La main caresse ses cheveux, son regard à elle embrase l’écran.

Et lui, en voix-off, se demande ce qu’elle peut penser à cet instant, et se propose de lui ouvrir le crâne pour vérifier.

Chez David Fincher, la douceur la plus complète n’est jamais très loin de la violence la plus absolue. Et les apparences sont toujours trompeuses. Le jeune flic qui déclare que « La solution la plus simple est souvent la meilleure » est contredit par sa patronne. Elle ne pense pas que ce soit le cas. Par exemple dans cette affaire de disparition….

 

Le jour de son 5ème anniversaire de mariage, elle disparaît de chez elle, après une énième dispute avec son mari. Il y a des traces de lutte quand il revient à la maison. Il prévient la police, mais devient assez vite suspect. Et les télévisions s’intéressent à l’affaire de près…

L’explication du casting pour le moins foutraque (pas de grands acteurs alors qu’on se bat d’habitude pour venir chez Fincher) trouve ici sa justification, il fallait un américain moyen, pataud et maladroit, c’est Ben Affleck. Il fallait une femme belle et très américaine, c’est Rosamund Pike. On pourrait se croire dans n’importe quel polar de bas étage en commençant cette histoire. Mais la première heure de mise en place et d’enquête est bizarrement longue.

 

Il apparait vite que le mari idéal n’est pas très net, que le couple en or massif n’est pas irréprochable, et que cette histoire renferme bien des secrets. Comme dans Zodiac, Fincher perd les flics et les autres dans un labyrinthe brumeux et complexe, sans que personne ne voie la sortie. Les pièces se mettent en place, la voix-off de la victime nous fait remonter le temps, en partant de la douceur de leur première rencontre. Une douceur qui va progressivement se transformer en piège, puis en agression.

 

Derrière le polar, c’est toute la descente aux enfers d’un mariage qui est décortiquée avec une précision chirurgicale. Un vrai musée de l’horreur matrimoniale très bien filmé, merveilleusement éclairé, qui glisse sur nous comme un curieux feuilleton. Comme dans son adaptation de Millenium, Fincher s’amuse avec un bouquin déjà écrit, plein de faux semblants, mettant à son service son indéniable talent de conteur.

 

Puis le film déraille. En une seconde, tout est remis en perspective. Le twist n’est pas final, il est au beau milieu du film, pour permettre au spectateur de déguster la suite dans les moindres détails. De l’enquête sans fin et sans fond, le film devient une sorte de barnum géant, avec les télévisions et leurs animateurs pour arbitrer les débats morbides. Le mariage devient alors le lieu de haine, de souffrance, de frustration. L’intimité est mise à nu, offerte à l’Amérique entière par le prisme monstrueux d’une société du spectacle qui en demande encore plus.

 

C’est là que le film se démarque. Plutôt que de maintenir le mystère, on nous invite à être témoin de la petitesse et du déchainement de haine, des pièges. Faux thriller et vrai film personnel, le film sait faire peur avec pas grand-chose.

 

Il faut dire que Fincher a du métier, et ne rate pas les scènes fondamentales : une interview télévisée parfaite, des flash-backs efficaces, des face à face de couples hyper cinématographiques…Le tout dans une lumière tamisée, et dans une ampleur qui colle parfaitement avec son sujet (2h25)

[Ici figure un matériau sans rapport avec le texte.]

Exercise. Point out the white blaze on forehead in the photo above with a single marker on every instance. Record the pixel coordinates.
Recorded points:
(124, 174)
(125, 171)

Car quand on croit en avoir enfin fini avec cette farce pleine de cynisme, le récit nous bascule dans une nouvelle fois dans l’horreur, puis dans la duplicité.

Les dernières séquences sont d’une cruauté incroyable, et pourtant ils sourient tous. La fausseté jusqu’au bout. L’obligation de paraître heureux, quel qu’en soit le prix, puisqu’on se l’est promis. Surtout devant les caméras.

 

Après Bonnelo qui détourne les règles du biopic, Fincher offre donc le faux polar de cette rentrée, preuve que les plus grands auteurs peuvent décidemment se lover dans les genres les pluss courrus et y apporter du sanf neuf. Après Millenium, Social Network et la série House of Cards, ses talents d’adaptateurs sont désormais unaniement reconnus.

On pourrait souhaiter maintenant que les studios laissent enfin ce control-freak retrouver des projets barrés et hyper ambitieux (il a abandonné le biopic de Steve Jobs et 20000 lieues sous les mers). Parce que les dernières fois, ça avait donné Fight Club et Benjamin Button. Ca vaudrait le coup.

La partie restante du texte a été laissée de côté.